Protests by Iranian bus drivers
Bus drivers in the Iranian city of Falavajan have been on strike for over a week protesting low wages. On Saturday, a group of bus drivers protested outside the governorate office in Tehran against the dismissal of drivers who had 14 years’ service.
Healthcare workers in six South Africa hospitals strike for pay increase
Health workers at Clinic Health Group in South Africa walked out Monday, after negotiations with the private healthcare company failed to reach an agreement. The action affected six hospitals in Gauteng and North West provinces.
The National Education, Health and Allied Workers Union members are demanding a 10 percent wage increase and a housing allowance.
South Africa has recorded 883,687 coronavirus cases with 23,827 fatalities.
Nigerian port workers on strike after 500 sackings
Port workers in Nigeria went on strike on December 14, in response to the sacking of 500 workers. The members of the Maritime Workers Union of Nigeria were employed by the companies Integrated Logistics Services Nigeria and Associated Maritime Services.

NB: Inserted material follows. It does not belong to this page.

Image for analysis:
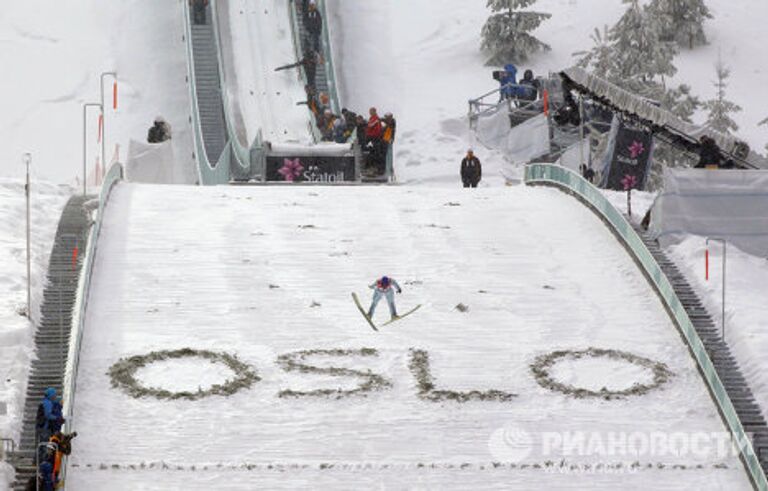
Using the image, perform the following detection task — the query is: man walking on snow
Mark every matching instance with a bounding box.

The union claimed that “[to] our greatest shock, while the union was holding its NEC [National Executive Council], the two companies issued redundancy letters to over 500 of our members.”
The two companies locked-out the 500 workers, and contracted security operatives who assaulted them.
Local government workers walked out over pay and redundancies the previous week. Mass protests against police brutality recently swept over Nigeria.
Nigerian sacked oil workers protest outside ExxonMobil
On December 9, 1,650 Nigerian workers sacked by companies affiliated to ExxonMobil protested in Akwa Ibom State to demand benefits they are due.
The demonstrators, contracted to upgrade cables, put up canopies in front of the company premises, singing solidarity songs and using drums. They accuse ExxonMobil of refusing to complete the process of terminating their contracts or giving them their entitlements.